Ce phénomène touche tous les satellites géostationnaires, et étant donné qu'on ne peut pas l'éviter, les ingénieurs se limitent à prédire précisément leurs occurrences. La plupart des sociétés proposent leurs prévisions au public telle SES Americom qui travaille avec le département Satellite Service de la compagnie ABC Radio Network aux Etats-Unis ou la société des satellites ASTRA au Luxembourg. L'information peut vous être communiquée par email, les données étant calculées pour chaque ville. Voici un exemple de prévisions d'interférences solaires établies pour Luxembourg-ville pour l'année 2004-2005.

L'effet du statique

Rappelons que le rayonnement électromagnétique solaire de forte énergie provoque non seulement des dommages aux satellites placés sur les orbites les plus élevées, mais il corrode également le matériel au sol, affectant les systèmes électriques de transmission. Voici par exemple la liste des principaux incidents survenus durant la tempête géomagnétique de mars 1989 qui conduisit à la coupure générale d'électricité au Québec :

Conséquences de la tempête géomagnétique de mars 1989

6 mars 1989 :

Eruption dans la région AR 5395 produisant 10 éruptions de classe X et 48 éruptions de rayons X dont une éruption X15./3B (35N, 69E) à 1354 TU suivi de 9 éruptions de classes X1.1-X6.5 jusqu'au 17 mars 1989.

8 mars 1989 : 

Flux de protons > 10 MeV atteint 3500 pfu à partir de 1735 TU

13 mars 1989 :

Le radar de Surveillance Spatiale du NAVSPASUR identifia des échos non corrélés suite à l'éruption solaire dont plus de 5500 évènements le 18 mars 1989

6-13 mars 1989 :

 

Réseau de radionavigation LORAN interrompu; réseau radio HF incapable de transmettre les alertes

Réseau MARS de l'US Navy "out" partout dans le monde

Ionosphère "invisible" sous 50 MHz; les services amateur, police, etc., reçoivent de forts signaux parasites; les ondes-courtes sont inutilisables

Réseau VLBI capte des signaux puissants en VHF

Relevés GPS inopérants aux Etats-Unis, Canada et Australie.

13-14 mars 1989 :

 

Coupure générale de courant (blackout) sur le réseau hydro-québecquois de James Bay (Ap*=285).

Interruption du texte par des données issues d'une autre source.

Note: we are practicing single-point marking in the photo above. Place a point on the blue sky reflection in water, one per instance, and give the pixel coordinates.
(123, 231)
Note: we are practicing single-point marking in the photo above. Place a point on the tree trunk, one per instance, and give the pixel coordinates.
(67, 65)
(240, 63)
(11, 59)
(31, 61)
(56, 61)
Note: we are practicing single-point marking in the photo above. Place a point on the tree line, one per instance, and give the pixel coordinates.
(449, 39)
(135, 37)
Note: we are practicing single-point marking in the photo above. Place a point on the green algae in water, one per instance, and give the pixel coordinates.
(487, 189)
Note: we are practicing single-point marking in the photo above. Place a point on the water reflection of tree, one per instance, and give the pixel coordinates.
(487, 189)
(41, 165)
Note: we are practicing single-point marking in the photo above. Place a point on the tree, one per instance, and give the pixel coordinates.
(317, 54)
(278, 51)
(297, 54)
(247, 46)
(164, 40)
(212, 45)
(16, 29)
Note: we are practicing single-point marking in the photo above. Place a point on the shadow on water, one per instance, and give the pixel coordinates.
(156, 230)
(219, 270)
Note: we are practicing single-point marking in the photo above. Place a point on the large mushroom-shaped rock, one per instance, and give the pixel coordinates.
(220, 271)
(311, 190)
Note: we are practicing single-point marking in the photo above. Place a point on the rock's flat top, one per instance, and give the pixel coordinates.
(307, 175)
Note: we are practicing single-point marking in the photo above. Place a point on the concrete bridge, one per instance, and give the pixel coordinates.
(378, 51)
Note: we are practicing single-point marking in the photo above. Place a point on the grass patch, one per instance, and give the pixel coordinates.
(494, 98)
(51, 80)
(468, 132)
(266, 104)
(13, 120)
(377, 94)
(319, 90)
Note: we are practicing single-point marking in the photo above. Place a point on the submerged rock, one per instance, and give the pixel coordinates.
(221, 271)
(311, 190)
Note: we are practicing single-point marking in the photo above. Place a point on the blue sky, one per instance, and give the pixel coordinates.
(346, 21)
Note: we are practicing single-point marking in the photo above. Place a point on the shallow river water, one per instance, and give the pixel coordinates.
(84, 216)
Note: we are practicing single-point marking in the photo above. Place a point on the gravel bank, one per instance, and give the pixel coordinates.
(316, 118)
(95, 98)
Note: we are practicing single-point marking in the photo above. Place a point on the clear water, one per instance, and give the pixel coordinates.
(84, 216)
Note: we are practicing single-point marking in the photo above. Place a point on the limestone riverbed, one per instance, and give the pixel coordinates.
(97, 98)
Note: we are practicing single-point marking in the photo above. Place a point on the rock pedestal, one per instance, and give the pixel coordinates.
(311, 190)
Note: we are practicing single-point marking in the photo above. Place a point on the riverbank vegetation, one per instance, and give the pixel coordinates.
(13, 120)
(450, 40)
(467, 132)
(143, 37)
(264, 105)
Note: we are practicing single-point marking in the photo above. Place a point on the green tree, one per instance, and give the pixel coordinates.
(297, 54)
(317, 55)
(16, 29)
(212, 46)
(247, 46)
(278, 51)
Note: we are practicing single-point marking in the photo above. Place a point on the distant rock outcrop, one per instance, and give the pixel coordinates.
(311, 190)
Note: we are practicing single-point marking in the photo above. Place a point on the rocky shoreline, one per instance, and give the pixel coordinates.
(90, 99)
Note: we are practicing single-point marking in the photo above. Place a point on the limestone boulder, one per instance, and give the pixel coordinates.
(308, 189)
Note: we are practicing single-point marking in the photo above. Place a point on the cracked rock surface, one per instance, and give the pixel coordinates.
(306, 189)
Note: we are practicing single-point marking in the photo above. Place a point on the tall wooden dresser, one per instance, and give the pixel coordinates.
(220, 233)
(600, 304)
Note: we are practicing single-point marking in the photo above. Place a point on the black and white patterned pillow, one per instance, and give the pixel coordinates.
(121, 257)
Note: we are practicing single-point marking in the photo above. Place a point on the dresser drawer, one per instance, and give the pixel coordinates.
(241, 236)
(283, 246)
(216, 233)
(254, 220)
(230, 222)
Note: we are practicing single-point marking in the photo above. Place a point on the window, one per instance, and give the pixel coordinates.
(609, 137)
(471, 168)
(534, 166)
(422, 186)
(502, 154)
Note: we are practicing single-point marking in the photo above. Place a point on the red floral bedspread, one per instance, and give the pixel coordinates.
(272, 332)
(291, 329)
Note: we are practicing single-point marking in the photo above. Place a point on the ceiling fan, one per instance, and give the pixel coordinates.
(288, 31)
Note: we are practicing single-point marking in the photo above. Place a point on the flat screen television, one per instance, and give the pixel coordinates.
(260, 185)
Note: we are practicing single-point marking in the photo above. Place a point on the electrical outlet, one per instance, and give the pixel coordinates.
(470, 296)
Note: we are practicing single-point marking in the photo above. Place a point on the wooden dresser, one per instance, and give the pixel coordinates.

Réseau électrique de Scandinavie coupé dans le centre et le sud de la Suède

Coupures locales de courant à travers les Etats-Unis; des transformateurs brûlent

Centrales nucléaires du NE des Etats-Unis en mode sécurité.

Corrosion des pipelines en Australie

Variation de tension sur les câbles sous-marins Transatlantique et Pacifique.

Le champ électromagnétique provoque également des décharges d'électricité statique autour des pylônes à haute tension au point de faire sauter les systèmes de sécurité ou d'endommager les transformateurs à huile. Dans la réaction en chaîne qui s'ensuit, toute une région peut-être plongée dans l'obscurité. Un célèbre cas de ce genre s'est produit au Canada le 13 mars 1989, plongeant 6 millions de Québécois et une partie des Etats-Unis dans l'obscurité totale pendant 10 heures ! Reportez-vous au dossier consacré aux aurores pour plus de détails.

A gauche, draperie observée en Nouvelle Zélande (46°S) par Stephen Voss le 8 septembre 2002. A droite, Todd Carlson photographia le ciel de Toronto (43°N) durant et après le blackout survenu au Canada dans la nuit du 13 au 14 mars 1989.

Ceci dit, toutes les perturbations géospatiales ne sont pas provoquées par l'activité solaire mais la plupart d'entre elles le sont. Toutes les éruptions ne donnent pas lieu à des CME, toutes les CME ne sont pas accompagnées d'éruptions, et toutes les CME ne génèrent pas d'intenses courants de plasma capables de perturber l'environnement terrestre. En effet, le champ géomagnétique peut également perturber le bon fonctionnement des satellites.